Napolitano, come ha spiegato martedì sera, vuole «garantire al leader del secondo schieramento la partecipazione a questa complessa fase politico-istituzionale». Certo non sarà contento di questa accelerazione manettara, ma spera ancora di riuscire ad abbassare la tensione. Intanto registra l'ennesimo attacco che gli rivolge Beppe Grillo. «Povero Paese - scrive il comico sul suo blog - dove un presidente della Repubblica, invece di andare in prima serata in televisione a condannare un atto eversivo di portata enorme come la triste sfilata di parlamentari negli uffici giudiziari, riceve Alfano al Quirinale il giorno dopo». Senza contare che pure gran parte del Csm, invece di astenersi dalla diatriba come chiedeva il vicepresidente Vietti, difende apertamente i pm milanesi: «Hanno rispettato la legge, la manifestazione del Pd ha messo a rischio l'indipendenza della magistratura».
Ma Grillo è Grillo, ormai sul Colle si sono abituati al suo frasario. E il Csm difende la categoria. Semmai quello che preoccupa è lo slabbramento generale, la possibilità che la situazione diventi ingestibile: se lo scontro politica-giustizia non si ridimensiona, sarà difficile trovare un accordo per il governo. E i mercati sentono già odore di sangue.
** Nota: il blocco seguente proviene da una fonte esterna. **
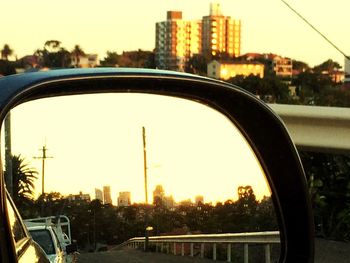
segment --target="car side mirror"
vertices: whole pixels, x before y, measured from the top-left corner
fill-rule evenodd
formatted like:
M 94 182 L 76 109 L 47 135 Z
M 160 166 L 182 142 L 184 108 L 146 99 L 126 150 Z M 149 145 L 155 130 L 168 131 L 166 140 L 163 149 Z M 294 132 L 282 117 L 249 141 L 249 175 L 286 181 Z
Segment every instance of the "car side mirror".
M 67 254 L 72 254 L 74 252 L 78 251 L 78 246 L 76 243 L 72 243 L 66 246 L 66 252 Z
M 279 117 L 252 94 L 228 83 L 188 74 L 158 70 L 105 68 L 53 70 L 9 76 L 0 79 L 0 90 L 2 90 L 0 93 L 0 120 L 2 122 L 5 121 L 6 116 L 9 116 L 11 109 L 15 109 L 18 105 L 21 106 L 20 104 L 24 102 L 96 93 L 107 95 L 137 93 L 175 97 L 214 109 L 224 116 L 225 120 L 234 126 L 233 130 L 237 130 L 244 138 L 251 150 L 251 156 L 259 164 L 262 173 L 265 175 L 271 191 L 271 200 L 279 227 L 280 262 L 312 262 L 314 253 L 313 217 L 306 178 L 299 155 Z M 97 103 L 95 104 L 94 100 L 90 101 L 88 105 L 92 110 L 96 108 L 95 112 L 100 107 Z M 164 105 L 169 105 L 169 103 Z M 48 108 L 50 108 L 50 104 L 47 104 Z M 79 105 L 76 108 L 79 109 Z M 157 112 L 162 112 L 162 110 L 163 108 L 159 107 Z M 131 108 L 128 108 L 128 111 L 125 112 L 130 111 Z M 172 111 L 176 112 L 177 109 L 175 108 Z M 167 115 L 168 113 L 165 114 L 165 116 L 170 116 Z M 182 116 L 186 116 L 186 113 Z M 94 120 L 99 118 L 101 116 L 95 116 Z M 192 125 L 195 126 L 196 122 L 192 121 Z M 185 127 L 185 125 L 181 127 Z M 216 127 L 211 128 L 215 130 Z M 6 140 L 9 136 L 6 133 L 6 122 L 3 125 L 2 132 L 5 133 L 4 144 L 8 146 Z M 209 140 L 215 142 L 215 136 Z M 235 148 L 234 144 L 229 148 Z M 203 151 L 205 150 L 203 148 Z M 183 152 L 185 151 L 186 148 L 184 147 Z M 124 153 L 126 154 L 127 151 L 124 151 Z M 5 146 L 6 154 L 7 157 L 2 157 L 9 160 L 11 151 L 9 147 Z M 224 153 L 219 150 L 215 152 L 215 155 L 219 159 L 225 157 Z M 147 170 L 148 167 L 145 165 L 144 169 Z M 11 192 L 10 186 L 13 184 L 10 178 L 12 177 L 7 173 L 5 179 L 9 192 Z M 215 178 L 217 178 L 214 170 L 212 178 L 212 184 L 214 185 Z M 198 176 L 198 181 L 200 179 L 200 176 Z M 4 183 L 1 187 L 1 191 L 4 193 Z M 195 188 L 196 184 L 194 183 L 192 189 Z M 251 192 L 251 188 L 248 186 L 238 187 L 238 194 L 242 198 L 249 196 Z M 45 192 L 43 191 L 43 193 Z M 159 196 L 162 197 L 161 194 Z M 203 200 L 198 200 L 199 203 L 203 203 Z M 159 202 L 157 203 L 156 200 L 154 206 L 157 208 L 157 205 L 159 207 Z M 230 206 L 232 203 L 228 202 L 227 205 Z M 187 207 L 191 207 L 191 204 L 187 204 Z M 90 229 L 95 229 L 95 219 L 99 215 L 96 211 L 100 208 L 101 204 L 91 205 L 88 214 L 92 220 L 91 224 L 86 226 L 88 229 L 86 236 L 90 236 L 90 232 L 88 232 Z M 0 209 L 4 209 L 1 203 Z M 205 204 L 198 205 L 197 210 L 200 211 L 201 209 L 205 209 Z M 181 210 L 181 213 L 186 214 L 188 212 Z M 9 226 L 4 225 L 4 222 L 7 221 L 3 220 L 0 223 L 3 224 L 0 225 L 0 228 L 9 229 Z M 146 226 L 148 225 L 146 224 Z M 187 225 L 183 225 L 185 229 Z M 152 227 L 155 227 L 155 225 L 152 225 Z M 219 229 L 219 231 L 223 230 Z M 187 233 L 189 232 L 187 231 Z M 114 235 L 112 238 L 118 238 L 118 236 Z M 149 242 L 152 242 L 152 239 Z M 68 246 L 67 253 L 68 250 L 73 251 L 74 247 Z

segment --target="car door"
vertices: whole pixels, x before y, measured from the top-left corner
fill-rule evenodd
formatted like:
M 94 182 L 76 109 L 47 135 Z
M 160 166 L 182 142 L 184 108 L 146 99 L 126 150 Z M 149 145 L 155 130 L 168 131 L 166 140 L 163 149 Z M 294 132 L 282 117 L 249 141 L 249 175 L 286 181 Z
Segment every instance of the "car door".
M 9 195 L 6 198 L 8 219 L 18 262 L 49 262 L 45 252 L 28 234 Z

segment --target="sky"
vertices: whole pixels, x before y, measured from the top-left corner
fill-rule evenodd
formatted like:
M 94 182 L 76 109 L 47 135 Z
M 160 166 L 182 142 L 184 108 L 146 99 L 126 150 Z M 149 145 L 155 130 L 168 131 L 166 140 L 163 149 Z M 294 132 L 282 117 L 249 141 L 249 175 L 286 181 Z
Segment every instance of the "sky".
M 146 94 L 94 94 L 32 101 L 11 111 L 12 153 L 39 172 L 46 144 L 45 192 L 89 193 L 111 186 L 144 202 L 142 127 L 146 129 L 148 195 L 161 184 L 175 201 L 203 195 L 205 202 L 237 199 L 251 185 L 269 196 L 266 178 L 248 143 L 208 106 Z M 3 145 L 3 144 L 2 144 Z M 4 162 L 3 162 L 4 163 Z
M 183 12 L 184 19 L 209 14 L 207 0 L 11 0 L 1 1 L 0 47 L 5 43 L 20 58 L 42 48 L 47 40 L 59 40 L 68 50 L 80 45 L 86 53 L 152 50 L 155 23 L 169 10 Z M 280 0 L 221 0 L 226 16 L 242 21 L 242 54 L 275 53 L 307 62 L 310 66 L 343 56 Z M 347 32 L 348 0 L 287 0 L 341 50 L 350 54 Z

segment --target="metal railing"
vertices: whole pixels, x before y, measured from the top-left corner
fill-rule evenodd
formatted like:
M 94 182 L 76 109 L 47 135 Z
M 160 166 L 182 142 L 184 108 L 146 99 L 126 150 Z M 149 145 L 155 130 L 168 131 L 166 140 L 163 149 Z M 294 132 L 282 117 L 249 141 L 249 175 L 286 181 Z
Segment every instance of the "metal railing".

Sarà per questo che Napolitano, dopo aver detto quello che doveva dire, per un giorno preferisce di occuparsi di altro. Come per esorcizzare i rischi, o per indicare i veri problemi del Paese che i partiti «annebbiati» non vedono, eccolo che parla di investimenti e di economia reale con Giorgio Squinzi. Il presidente della Confindustria, ricevuto in udienza al Quirinale, si dice preoccupato, «in assenza di concreti interventi», per la crescita e l'occupazione. E il capo dello Stato gli dà ragione.
Altro che giustizia, sostiene, «le forze politiche in questa fase devono porre al centro dell'attenzione i problemi dell'economia». Bisogna fare qualcosa, e farlo presto, per le imprese. Ad esempio, scongelando i pagamenti statali. «Considerata la necessità di sollevarle da una pesante condizione finanziaria - si legge nella nota del Colle - risultano urgenti misure per rendere possibile lo sblocco dei pagamenti dovuti dalla pubblica amministrazione». La «balcanizzazione» del quadro politico, il clima da tutti contro tutti sta infatti facendo passare in secondo piano la vera emergenza italiana, quella finanziaria. In attesa che parta la trattativa per formare un nuovo governo, la crisi di appesantisce.